The deal was announced by Prime Minister of Peru’s Council of Ministers, Alberto Otárola, El Comercio reported.
“We have reached an agreement with the United States regarding aerial interception,” he said in a statement. “There was a kind of blockade 20 years ago due to a regrettable accident involving an aircraft that led the United States to suspend or freeze support to Peru in terms of aerial interception and other services. This support will be resumed.”
The agreement will allow the Peruvian Air Force to once again receive cooperation from the United States regarding radar, aircraft, budget, equipment, and training for interception activities against suspected criminal activities.
It follows prolonged negotiations between both governments, which concluded during the visit of the Minister of Defense, Jorge Chavez Cresta, to Washington D.C. last week.
A similar agreement was suspended over two decades ago after Peruvian authorities accidentally shot down a civilian aircraft carrying American missionaries.
These activities resumed in 2005. However, U.S. cooperation was interrupted again following the approval of Law No. 30339, introduced by a Peruvian congressman, which once again led to its suspension.
The latest agreement represents a “turning point” between both countries in combating drug trafficking through aircraft entering and operating illegally in Peruvian airspace, especially in the Valle de los Ríos Apurímac and Putumayo regions.
Peru has undergone significant political headwinds over the past year after communist leader Pedro Castillo was impeached and removed from office after attempting to carry out a coup d’état. He is currently serving a one-and-a-half-year prison sentence.
His replacement, Dina Boluarte, is widely regarded as preferable to Castillo given her opposition to Castillo’s far-left economic proposals.
Left-wing governments and regimes in Argentina, Bolivia, Colombia, Honduras, and Venezuela have continued to recognize Pedro Castillo as the country’s democratically elected president and have refused to recognize Boluarte in any official capacity.
The agreement struck between the United States and Peru comes as the South American continent faces a massive surge in drug trafficking activity.
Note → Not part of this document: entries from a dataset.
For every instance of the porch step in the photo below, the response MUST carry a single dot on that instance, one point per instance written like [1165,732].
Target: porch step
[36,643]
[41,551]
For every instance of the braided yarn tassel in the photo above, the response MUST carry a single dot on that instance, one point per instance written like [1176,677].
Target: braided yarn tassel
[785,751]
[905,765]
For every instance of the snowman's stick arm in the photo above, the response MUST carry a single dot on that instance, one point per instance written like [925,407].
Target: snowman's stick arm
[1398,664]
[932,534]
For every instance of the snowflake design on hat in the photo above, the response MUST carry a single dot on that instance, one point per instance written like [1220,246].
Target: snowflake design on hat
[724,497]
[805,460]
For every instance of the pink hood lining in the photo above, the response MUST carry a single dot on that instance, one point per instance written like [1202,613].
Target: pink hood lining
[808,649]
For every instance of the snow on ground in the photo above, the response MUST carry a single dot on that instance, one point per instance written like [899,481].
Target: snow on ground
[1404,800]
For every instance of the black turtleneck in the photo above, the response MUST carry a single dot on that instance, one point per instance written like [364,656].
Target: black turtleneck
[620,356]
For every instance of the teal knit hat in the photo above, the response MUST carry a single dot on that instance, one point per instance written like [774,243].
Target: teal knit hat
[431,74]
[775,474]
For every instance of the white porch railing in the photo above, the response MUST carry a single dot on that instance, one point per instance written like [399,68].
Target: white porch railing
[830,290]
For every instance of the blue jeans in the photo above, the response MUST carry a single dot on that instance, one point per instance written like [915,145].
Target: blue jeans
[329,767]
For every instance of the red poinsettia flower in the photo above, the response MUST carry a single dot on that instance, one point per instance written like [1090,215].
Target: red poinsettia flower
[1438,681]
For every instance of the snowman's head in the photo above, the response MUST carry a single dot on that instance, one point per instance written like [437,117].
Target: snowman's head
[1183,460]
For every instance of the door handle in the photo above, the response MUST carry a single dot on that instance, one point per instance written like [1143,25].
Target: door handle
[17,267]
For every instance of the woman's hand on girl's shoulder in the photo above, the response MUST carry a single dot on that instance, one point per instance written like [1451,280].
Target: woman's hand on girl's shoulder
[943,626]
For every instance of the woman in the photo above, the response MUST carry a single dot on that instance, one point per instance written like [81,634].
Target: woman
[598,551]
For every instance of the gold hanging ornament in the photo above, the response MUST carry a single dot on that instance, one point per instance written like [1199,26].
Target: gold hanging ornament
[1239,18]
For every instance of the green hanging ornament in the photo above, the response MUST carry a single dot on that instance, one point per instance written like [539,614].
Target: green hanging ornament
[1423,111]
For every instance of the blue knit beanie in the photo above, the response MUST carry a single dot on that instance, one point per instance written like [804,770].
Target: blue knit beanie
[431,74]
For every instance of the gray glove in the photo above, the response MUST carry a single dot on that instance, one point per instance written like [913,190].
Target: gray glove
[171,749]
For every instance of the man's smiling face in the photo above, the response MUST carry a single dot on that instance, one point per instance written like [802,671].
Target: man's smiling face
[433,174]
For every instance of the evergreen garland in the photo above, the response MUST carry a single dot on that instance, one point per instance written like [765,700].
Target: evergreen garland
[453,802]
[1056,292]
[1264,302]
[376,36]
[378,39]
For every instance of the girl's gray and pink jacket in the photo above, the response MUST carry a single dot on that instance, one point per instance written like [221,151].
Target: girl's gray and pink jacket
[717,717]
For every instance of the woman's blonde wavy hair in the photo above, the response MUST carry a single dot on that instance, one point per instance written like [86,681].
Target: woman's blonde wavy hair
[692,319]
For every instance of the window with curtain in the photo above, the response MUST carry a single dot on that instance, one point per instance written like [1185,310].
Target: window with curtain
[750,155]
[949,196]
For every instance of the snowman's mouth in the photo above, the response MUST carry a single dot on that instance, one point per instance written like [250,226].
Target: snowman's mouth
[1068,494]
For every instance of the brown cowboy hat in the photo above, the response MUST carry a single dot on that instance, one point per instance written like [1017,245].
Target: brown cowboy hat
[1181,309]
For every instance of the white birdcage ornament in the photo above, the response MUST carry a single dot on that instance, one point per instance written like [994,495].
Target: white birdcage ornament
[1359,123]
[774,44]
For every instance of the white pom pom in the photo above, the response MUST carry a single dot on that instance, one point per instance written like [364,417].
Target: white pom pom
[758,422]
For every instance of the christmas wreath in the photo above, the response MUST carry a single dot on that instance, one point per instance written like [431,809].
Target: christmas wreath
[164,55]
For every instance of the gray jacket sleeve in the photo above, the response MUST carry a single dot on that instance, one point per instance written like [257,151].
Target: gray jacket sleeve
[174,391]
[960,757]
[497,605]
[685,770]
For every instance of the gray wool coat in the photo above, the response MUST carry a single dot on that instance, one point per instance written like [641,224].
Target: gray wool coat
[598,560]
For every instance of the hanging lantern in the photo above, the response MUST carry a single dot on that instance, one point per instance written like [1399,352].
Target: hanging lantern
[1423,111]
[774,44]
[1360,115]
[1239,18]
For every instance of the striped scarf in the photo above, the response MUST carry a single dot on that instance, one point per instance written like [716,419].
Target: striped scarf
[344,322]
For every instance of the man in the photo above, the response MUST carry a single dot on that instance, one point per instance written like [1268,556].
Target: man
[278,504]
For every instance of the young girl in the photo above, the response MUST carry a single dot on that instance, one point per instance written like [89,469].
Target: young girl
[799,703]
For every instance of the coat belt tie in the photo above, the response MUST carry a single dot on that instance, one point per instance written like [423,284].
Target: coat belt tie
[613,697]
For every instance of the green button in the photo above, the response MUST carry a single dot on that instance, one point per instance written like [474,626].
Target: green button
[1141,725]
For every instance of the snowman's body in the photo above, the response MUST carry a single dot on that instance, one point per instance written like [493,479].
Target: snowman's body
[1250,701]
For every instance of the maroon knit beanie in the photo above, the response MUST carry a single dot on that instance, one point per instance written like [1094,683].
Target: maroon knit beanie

Many of the cartels responsible for the drug trafficking are closely linked to left-wing South American governments.
In that vein, senior Paraguayan counter-narcotics officials, pictured, are crying out for US assistance regarding radar to stem the tide of drugs flowing through their territory.
Thus far, despite the narcos apparently having their own radar in the relatively remote north of Paraguay, no help has been forthcoming.
This is despite the gargantuan Paraguayan US Embassy’s alleged decades’ long “War on Drugs.
As National File recently reported, the son of Colombia’s communist President Gustava Petro has been arrested and is facing charges of money laundering and illicit enticement over his links to drug trafficking.
What’s more, is that, as National File has reported, left-wing Brazilian President Lula Da Silva has long been tied to international drug trafficking, which has long been intertwined with his left-wing, communist political movement, which is closely linked to the infamous Cuban dictator Fidel Castro.